Stitch'n Craft Team · · 10 min de lecture
A knitting project beside a notebook, a phone showing a row counter, and a laptop spreadsheet

Chaque tricoteur et crocheteur est un jour confronté à la même petite crise : vous posez votre ouvrage « juste une seconde », et quand vous le reprenez trois jours plus tard, vous n'avez aucune idée du rang où vous en étiez, si vous aviez commencé les diminutions ou combien de répétitions de la dentelle vous aviez terminées. La solution est un système de suivi — un moyen fiable d'enregistrer où vous en êtes pour que votre « vous du futur » ne soit pas laissé dans le flou.

Mais quel système choisir ? Un carnet papier est concret et tactile. Un tableur promet de l'ordre. Une application garde tout dans votre poche. Aucune n'est objectivement la « meilleure » — le bon choix dépend de votre façon de travailler, de ce que vous créez et de votre capacité à rester organisé. Ce guide passe en revue les trois méthodes avec leurs forces et leurs contraintes réelles, pour vous permettre de choisir celle que vous adopterez sur la durée.

Ce que signifie réellement le « suivi de projet »

Avant de comparer les outils, il est utile de lister ce que vous suivez. Pour la plupart des projets textiles, il s'agit d'une combinaison de :

  • Compte de rangs ou de tours — l'information la plus souvent perdue, surtout sur les sections en jersey ou les longues côtes.
  • Position dans le patron — quel rang du diagramme, quelle ligne du texte, quel numéro de répétition.
  • Modifications — vous avez ajouté cinq centimètres au corps, réduit la taille d'aiguilles pour les manches, ou changé le montage des mailles.
  • Échantillon et aiguilles/crochets utilisés — pour pouvoir reproduire un pull terminé et se souvenir de ce qui a fonctionné.
  • Détails de la pelote — marque, coloris, bain de teinture et nombre de grammes consommés.
  • Dates et temps — quand vous avez commencé, quand vous l'avez mis de côté, le temps de travail approximatif.

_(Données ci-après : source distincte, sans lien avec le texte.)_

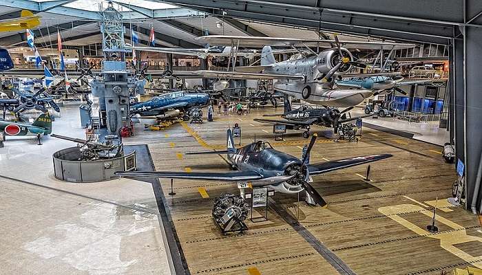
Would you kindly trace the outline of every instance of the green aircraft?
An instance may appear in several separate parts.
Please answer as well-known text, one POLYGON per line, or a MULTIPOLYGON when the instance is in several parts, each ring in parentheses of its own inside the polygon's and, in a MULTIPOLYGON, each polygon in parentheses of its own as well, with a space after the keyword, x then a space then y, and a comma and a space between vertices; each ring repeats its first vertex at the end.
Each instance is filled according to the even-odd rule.
POLYGON ((31 124, 0 120, 0 132, 1 131, 5 132, 7 135, 36 135, 39 140, 39 145, 41 145, 41 136, 52 133, 52 118, 50 114, 46 112, 40 115, 31 124))

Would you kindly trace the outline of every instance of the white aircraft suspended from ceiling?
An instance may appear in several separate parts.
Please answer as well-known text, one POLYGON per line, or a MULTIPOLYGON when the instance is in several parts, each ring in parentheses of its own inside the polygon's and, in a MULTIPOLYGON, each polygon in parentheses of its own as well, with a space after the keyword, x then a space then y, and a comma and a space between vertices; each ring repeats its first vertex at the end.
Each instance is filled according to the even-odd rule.
MULTIPOLYGON (((196 39, 209 45, 235 45, 238 47, 264 46, 261 52, 261 65, 233 66, 231 71, 228 68, 224 72, 190 72, 185 76, 218 78, 219 81, 214 85, 214 89, 218 90, 229 86, 228 79, 276 79, 277 81, 273 85, 275 91, 313 104, 348 107, 359 104, 373 94, 371 90, 344 89, 336 85, 334 76, 348 73, 353 67, 366 67, 366 65, 354 60, 348 49, 399 50, 415 46, 413 44, 339 41, 336 36, 335 38, 335 40, 318 40, 220 35, 200 36, 196 39), (287 60, 276 62, 271 46, 289 47, 298 53, 287 60), (305 49, 302 52, 297 47, 305 49), (325 50, 317 53, 310 47, 325 50)), ((236 57, 235 52, 231 52, 231 64, 235 64, 236 57)), ((180 74, 177 76, 183 77, 180 74)))

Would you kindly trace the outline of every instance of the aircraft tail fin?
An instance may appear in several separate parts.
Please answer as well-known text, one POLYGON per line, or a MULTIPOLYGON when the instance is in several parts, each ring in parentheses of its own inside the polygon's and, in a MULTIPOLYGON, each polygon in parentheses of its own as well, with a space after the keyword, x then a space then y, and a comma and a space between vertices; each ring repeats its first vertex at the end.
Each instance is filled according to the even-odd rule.
POLYGON ((36 120, 32 124, 32 126, 47 129, 45 134, 50 135, 52 133, 52 118, 49 112, 43 113, 39 116, 36 120))
POLYGON ((275 64, 275 63, 276 60, 274 54, 273 54, 271 47, 263 47, 263 50, 261 51, 261 65, 266 66, 275 64))
POLYGON ((284 95, 284 96, 283 96, 283 102, 284 105, 284 114, 286 115, 286 113, 291 111, 291 104, 290 104, 289 100, 288 99, 288 96, 284 95))
POLYGON ((226 148, 230 153, 236 153, 236 148, 234 146, 234 139, 231 129, 226 131, 226 148))

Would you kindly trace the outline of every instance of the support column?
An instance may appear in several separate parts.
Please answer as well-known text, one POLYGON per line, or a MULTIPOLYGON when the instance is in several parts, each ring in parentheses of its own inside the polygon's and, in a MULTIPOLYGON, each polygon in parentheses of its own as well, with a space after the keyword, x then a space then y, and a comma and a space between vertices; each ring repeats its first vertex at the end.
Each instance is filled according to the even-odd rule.
MULTIPOLYGON (((482 82, 481 82, 480 66, 482 64, 482 29, 474 27, 465 27, 464 34, 465 51, 463 53, 465 64, 465 140, 464 153, 466 169, 467 205, 472 203, 476 177, 481 161, 482 151, 482 82)), ((457 90, 456 90, 457 91, 457 90)), ((459 93, 457 93, 459 94, 459 93)), ((461 120, 456 117, 457 122, 461 120)), ((459 127, 457 127, 459 128, 459 127)), ((480 192, 480 190, 479 190, 480 192)), ((477 208, 480 209, 481 196, 477 199, 477 208)))
MULTIPOLYGON (((173 72, 174 67, 174 64, 173 64, 173 60, 172 60, 172 54, 167 54, 167 69, 171 70, 171 72, 173 72)), ((174 80, 172 79, 172 78, 169 78, 169 89, 174 89, 174 80)))
MULTIPOLYGON (((200 58, 200 65, 201 65, 201 69, 208 69, 207 67, 207 59, 205 58, 200 58)), ((202 78, 202 87, 204 89, 208 89, 208 86, 209 85, 209 82, 208 81, 207 78, 202 78)))

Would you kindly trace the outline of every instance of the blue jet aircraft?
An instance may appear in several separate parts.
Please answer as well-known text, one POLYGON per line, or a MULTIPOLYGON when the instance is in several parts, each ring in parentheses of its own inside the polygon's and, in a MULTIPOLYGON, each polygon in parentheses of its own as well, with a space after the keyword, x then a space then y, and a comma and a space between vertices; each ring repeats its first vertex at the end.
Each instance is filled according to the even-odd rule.
POLYGON ((202 108, 209 102, 207 94, 189 94, 185 91, 174 91, 156 96, 150 100, 131 106, 131 114, 140 116, 163 115, 168 110, 176 109, 185 113, 184 120, 189 120, 186 115, 192 108, 202 108))

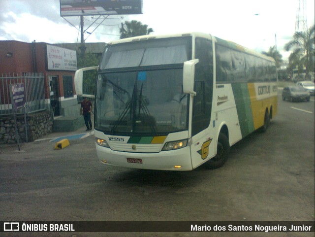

Un bon système de suivi capture les deux premiers sans effort (car vous les mettez à jour constamment) et permet de noter le reste facilement. Gardez cette liste en tête durant votre lecture — c'est le vrai test de toute méthode.

Le papier : le carnet et le compteur manuel

Le papier est la méthode par laquelle la plupart des créatifs commencent, et beaucoup ne la quittent jamais. Un carnet dédié — ou même un post-it glissé dans le patron — présente des avantages réels que les aficionados du numérique ont tendance à oublier.

Les points forts du papier :

  • Aucune friction, zéro batterie. Un crayon n'a jamais besoin d'être rechargé, ne met pas à jour son système d'exploitation et ne perd jamais vos données à cause d'une erreur de synchronisation. Vous pouvez griffonner une note en plein milieu d'un rang sans rien déverrouiller.
  • Il accompagne le projet. Glissez le carnet dans votre sac à ouvrage et vos notes voyagent avec votre laine. Plus de « sur quel appareil ai-je noté ça ? ».
  • Une grande liberté. Vous voulez esquisser un schéma, scotcher un brin de fil ou dessiner une flèche vers la maille qui vous pose problème ? Le papier ne se soucie pas des champs de saisie.
  • C'est relaxant. Pour beaucoup, le rituel analogique fait partie du plaisir de la création. Cocher un rang terminé à la main est une satisfaction calme et gratifiante.

Les limites du papier :

  • Compter est manuel et source d'erreurs. Un compteur manuel ou des traits au crayon fonctionnent, mais il est facile d'oublier de comptabiliser — et une fois perdu, le papier ne peut pas vous aider à retrouver votre place.
  • Pas d'aide au calcul. « Je suis au rang 47 sur 112, combien de rangs de diminutions reste-t-il ? » est un calcul que vous faites vous-même, à chaque fois.
  • Pas de sauvegarde. Renversez votre café sur le carnet ou oubliez-le dans le bus, et vos données sont perdues.
  • Recherche lente. Trois projets et six mois plus tard, retrouver « quelle taille d'aiguille j'ai utilisée pour ce bonnet ? » demande de feuilleter les pages.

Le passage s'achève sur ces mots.